Thus read the recent call for service from the Philippine Bureau of Customs (BOC), more than a week since newly-appointed Customs Commissioner John Phillip Sevilla took the helm of the agency.

The advisory appeared on the Department of Finance website and a toned-down version began running on the BOC website on the same day, five months after the country’s second-largest revenue generating-agency was castigated by President Benigno Aquino himself in his last State of the Nation Address.

Sources say Sevilla had earlier posted a similar advisory on his Facebook account wall.

In the screamer of the advisory on the BOC website, the phrase “the most hated government agency” has been changed to “the Bureau of Customs.”

Observers said the advisory reflects the resolve of the new BOC leadership to pursue its mission to clean up the notoriously corrupt bureau and strengthen its revenue collection efforts.

“I’m looking to hire smart, combative people who can think on their feet, take initiative, and turn down large bribes,” Sevilla was quoted as saying in the advisory.

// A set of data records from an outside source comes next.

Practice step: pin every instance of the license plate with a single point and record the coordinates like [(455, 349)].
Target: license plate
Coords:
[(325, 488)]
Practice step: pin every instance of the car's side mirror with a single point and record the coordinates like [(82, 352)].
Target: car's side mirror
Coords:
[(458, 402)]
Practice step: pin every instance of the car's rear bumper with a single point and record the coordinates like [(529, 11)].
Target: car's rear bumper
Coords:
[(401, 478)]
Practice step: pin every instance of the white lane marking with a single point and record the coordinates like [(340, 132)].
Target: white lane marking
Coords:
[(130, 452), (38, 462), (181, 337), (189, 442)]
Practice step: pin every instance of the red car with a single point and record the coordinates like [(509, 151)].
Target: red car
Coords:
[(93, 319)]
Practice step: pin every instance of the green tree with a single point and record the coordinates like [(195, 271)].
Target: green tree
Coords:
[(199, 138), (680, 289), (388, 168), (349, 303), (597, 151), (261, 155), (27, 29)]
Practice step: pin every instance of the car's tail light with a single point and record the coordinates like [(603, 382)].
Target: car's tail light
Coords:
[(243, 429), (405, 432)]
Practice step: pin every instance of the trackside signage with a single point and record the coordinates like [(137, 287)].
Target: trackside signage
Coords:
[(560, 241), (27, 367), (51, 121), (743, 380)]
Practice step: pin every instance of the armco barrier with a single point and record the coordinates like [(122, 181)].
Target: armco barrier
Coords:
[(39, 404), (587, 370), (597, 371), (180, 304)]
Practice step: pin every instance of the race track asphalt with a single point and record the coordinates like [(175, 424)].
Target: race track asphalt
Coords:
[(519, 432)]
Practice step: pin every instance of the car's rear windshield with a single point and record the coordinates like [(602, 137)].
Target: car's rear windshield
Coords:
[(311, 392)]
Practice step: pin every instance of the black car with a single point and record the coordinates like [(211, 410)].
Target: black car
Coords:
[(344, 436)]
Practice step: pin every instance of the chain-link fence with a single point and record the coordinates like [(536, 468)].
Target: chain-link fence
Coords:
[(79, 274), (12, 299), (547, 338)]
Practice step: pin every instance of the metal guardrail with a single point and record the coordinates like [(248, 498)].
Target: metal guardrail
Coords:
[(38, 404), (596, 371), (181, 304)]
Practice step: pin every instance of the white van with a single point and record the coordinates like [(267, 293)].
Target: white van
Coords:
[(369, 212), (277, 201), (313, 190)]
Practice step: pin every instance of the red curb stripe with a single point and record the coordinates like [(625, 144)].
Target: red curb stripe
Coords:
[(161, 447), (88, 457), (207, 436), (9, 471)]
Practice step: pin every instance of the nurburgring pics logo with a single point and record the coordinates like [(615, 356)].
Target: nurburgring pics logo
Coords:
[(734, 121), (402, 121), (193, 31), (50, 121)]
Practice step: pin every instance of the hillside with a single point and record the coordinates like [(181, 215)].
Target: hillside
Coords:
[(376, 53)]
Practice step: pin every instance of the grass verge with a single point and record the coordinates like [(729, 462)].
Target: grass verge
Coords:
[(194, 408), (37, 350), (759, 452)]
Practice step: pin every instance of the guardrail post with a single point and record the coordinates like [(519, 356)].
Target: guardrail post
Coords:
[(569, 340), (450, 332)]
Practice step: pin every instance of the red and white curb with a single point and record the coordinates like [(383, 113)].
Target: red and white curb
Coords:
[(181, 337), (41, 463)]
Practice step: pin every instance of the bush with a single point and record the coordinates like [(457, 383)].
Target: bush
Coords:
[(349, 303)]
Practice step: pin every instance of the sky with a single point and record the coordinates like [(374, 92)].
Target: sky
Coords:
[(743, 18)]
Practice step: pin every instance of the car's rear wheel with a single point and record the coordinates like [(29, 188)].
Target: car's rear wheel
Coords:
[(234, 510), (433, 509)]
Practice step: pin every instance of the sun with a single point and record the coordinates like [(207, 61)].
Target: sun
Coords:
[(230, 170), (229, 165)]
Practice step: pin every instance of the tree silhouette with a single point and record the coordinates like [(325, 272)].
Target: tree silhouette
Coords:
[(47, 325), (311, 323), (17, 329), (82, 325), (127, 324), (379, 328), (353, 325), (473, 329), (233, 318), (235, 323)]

There is no timeline as to how long the agency will look for new blood.

In his speech during the first state conference on the UN Convention Against Corruption on Dec. 19, Aquino said the government realizes that “going after those who did wrong will only yield long-term results if you can rid the system itself of inefficiencies,” and that it would be no use to run after the smuggler if the bureaucracy itself, with its “many systemic fractures and inefficiencies”, is not conducive to integrity and moral governance.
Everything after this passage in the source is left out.